The bottom line gimmick is that these companies entice creatives by offering to relieve them of the obligation of policing their work. They appear to offer everything for a small fee. When something appears too good to be true, it is is. Such is the case here. Jack and Ed have offered to discuss these issues with any/all of these firms in a public forum and have it webcast live.
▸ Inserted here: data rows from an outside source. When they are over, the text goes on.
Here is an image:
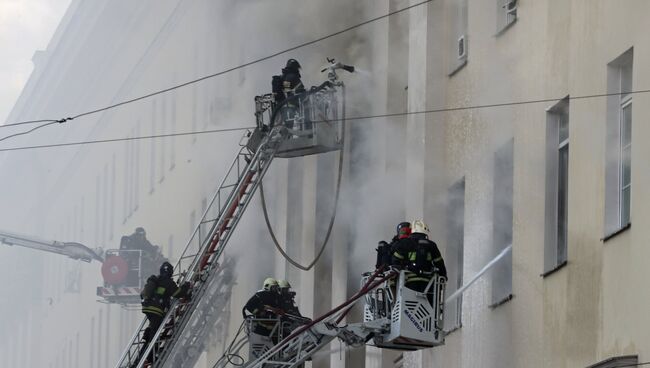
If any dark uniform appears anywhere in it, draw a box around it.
[393,233,447,304]
[375,222,411,269]
[242,290,281,336]
[271,59,305,103]
[271,59,311,129]
[138,262,190,361]
[375,237,397,269]
[120,227,166,286]
[280,288,302,317]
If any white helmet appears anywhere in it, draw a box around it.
[263,277,278,290]
[411,220,429,236]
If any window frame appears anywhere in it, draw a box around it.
[618,96,633,228]
[488,138,514,309]
[496,0,519,36]
[601,47,634,241]
[540,95,571,277]
[444,177,465,333]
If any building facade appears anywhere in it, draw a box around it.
[0,0,650,368]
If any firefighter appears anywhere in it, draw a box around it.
[393,220,447,301]
[136,262,190,364]
[271,59,305,103]
[278,280,302,317]
[120,227,166,286]
[375,222,411,269]
[242,277,282,337]
[271,59,311,129]
[278,280,311,338]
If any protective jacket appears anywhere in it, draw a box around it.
[393,233,447,282]
[140,275,190,317]
[271,68,305,103]
[375,236,398,269]
[279,292,302,317]
[242,290,280,318]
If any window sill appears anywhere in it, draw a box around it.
[494,17,519,37]
[488,294,514,309]
[447,56,467,78]
[600,222,632,243]
[540,261,567,278]
[444,323,463,336]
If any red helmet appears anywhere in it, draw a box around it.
[397,222,411,239]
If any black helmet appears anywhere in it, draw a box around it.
[285,59,301,71]
[160,262,174,277]
[397,222,411,239]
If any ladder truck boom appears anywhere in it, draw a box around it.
[116,59,350,368]
[0,230,104,263]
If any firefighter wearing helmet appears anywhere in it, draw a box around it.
[136,262,190,362]
[242,277,281,337]
[393,220,447,302]
[375,221,411,269]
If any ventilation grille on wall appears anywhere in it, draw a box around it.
[456,35,467,59]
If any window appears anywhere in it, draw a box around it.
[449,0,467,75]
[543,96,569,275]
[497,0,517,33]
[167,235,174,259]
[157,95,169,183]
[108,154,115,240]
[101,164,109,243]
[604,49,633,239]
[94,175,101,244]
[445,178,465,331]
[133,120,142,212]
[191,43,199,144]
[490,140,514,307]
[587,355,639,368]
[122,141,131,224]
[192,84,198,144]
[149,99,158,194]
[169,93,177,171]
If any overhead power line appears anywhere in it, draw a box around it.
[0,0,433,132]
[0,89,650,152]
[0,127,255,152]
So far none of the search and settle companies have taken us up on the offer.
So as they say in Latin “Fotograferus Caveat” – Photographer Beware.
#1 by APA_330 on May 31, 2018 - 8:40 pm
“If you falsify such a claim with the Copyright Office you’ve committed a criminal act relating to Federal Title 17 USC 506(e).”
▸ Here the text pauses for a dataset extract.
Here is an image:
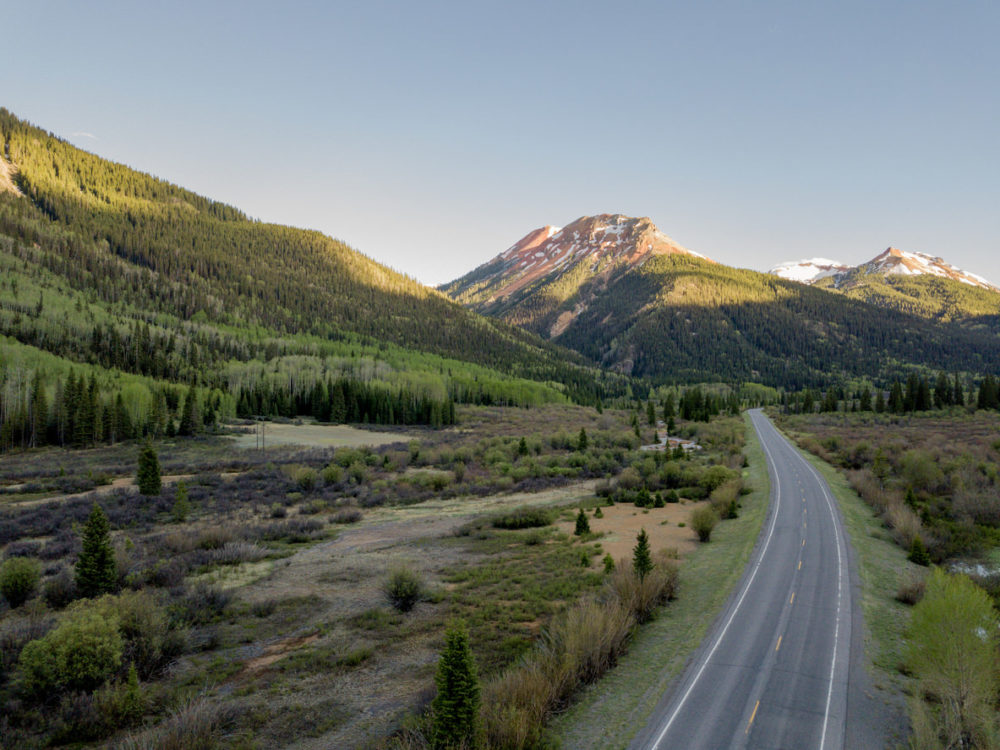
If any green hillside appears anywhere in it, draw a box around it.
[816,273,1000,331]
[0,109,624,447]
[454,250,1000,388]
To be clear, you have to “knowingly” make a false claim (re: 17 USC 506(e); also listed in the Certification Section of the copyright registration application; and Compendium (3rd) §§ 212.1 (Material Misrepresentations); 309.2 (Facts Stated in the Application); 1106.3(L) (Certification):
“Any person who KNOWINGLY [caps emphasis] makes a false representation of a material fact in the application for copyright registration provided by section 409, or in any written statement filed with the application, shall be fined not more than $2500.”
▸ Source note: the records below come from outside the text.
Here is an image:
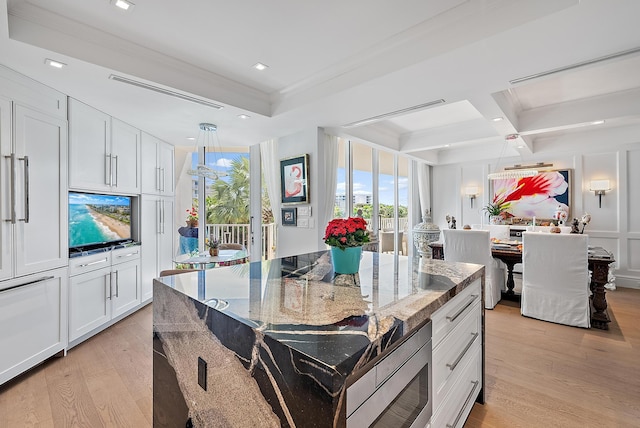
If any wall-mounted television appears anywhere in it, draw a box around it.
[69,192,131,251]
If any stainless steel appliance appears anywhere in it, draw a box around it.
[347,321,433,428]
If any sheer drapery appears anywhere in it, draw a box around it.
[416,163,431,216]
[260,139,282,225]
[318,134,338,227]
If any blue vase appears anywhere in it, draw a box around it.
[331,247,362,274]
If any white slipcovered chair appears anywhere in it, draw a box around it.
[442,229,504,309]
[520,232,591,328]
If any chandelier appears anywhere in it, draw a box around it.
[187,122,229,180]
[487,134,542,180]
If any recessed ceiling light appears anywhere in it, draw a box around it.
[44,58,67,68]
[111,0,135,11]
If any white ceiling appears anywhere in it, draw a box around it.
[0,0,640,164]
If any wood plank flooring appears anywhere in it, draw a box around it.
[0,288,640,428]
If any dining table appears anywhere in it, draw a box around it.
[173,249,249,269]
[429,241,615,330]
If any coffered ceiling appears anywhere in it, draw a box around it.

#2 by Jack and Ed on June 1, 2018 - 10:27 pm
According to the example we use, it would be knowingly making a false statement. The point is while it’s against the law when you knowingly falsely register at the Copyright Office, it’s not against the law making the exact same “false representation”, knowingly, with the search and sue firms. No issue with them. That’s our point. Am I missing your point? Jack
#3 by Edward Greenberg on June 3, 2018 - 2:43 pm
It was a relatively common practice for assistants to copyright register outtakes shot by the photographer who had hired them in connection with what was usually an assignment job. Such assistants would then send the falsely registered “out takes” to smaller, lower profile stock agencies to market them. Far more often than not, the actual creator/photographer would never see nor would ever become aware of either the false registration and/or the subsequent licensing by their former (often hired for just one job) assistant.
This practice was more common than was known in the business. The reason being that the “non-creator” phony registrant, when caught had no defense and was inevitably forced to settle “privately”. Often these settlements would entail a sale or assignment of the illegally filed copyright registration or merely the removal of the image(s) from the stream of commerce.
These occasions were and are far more common than is generally known as neither the “thief” nor the real creator have any reason to make such situations public. On occasion a client will seek to register the image in its name assuming that either A. it legally can (wink, wink) or B. since 98% of photographers don’t register their work they will play the odds that the free lancer they hired won’t register nor ever see or pursue any use of the image years into the future.
Many transgressions, a considerable amount of sleazy behavior illegal and deceptive business practices go on in the photo industry the facts of which never make the trade or lay press.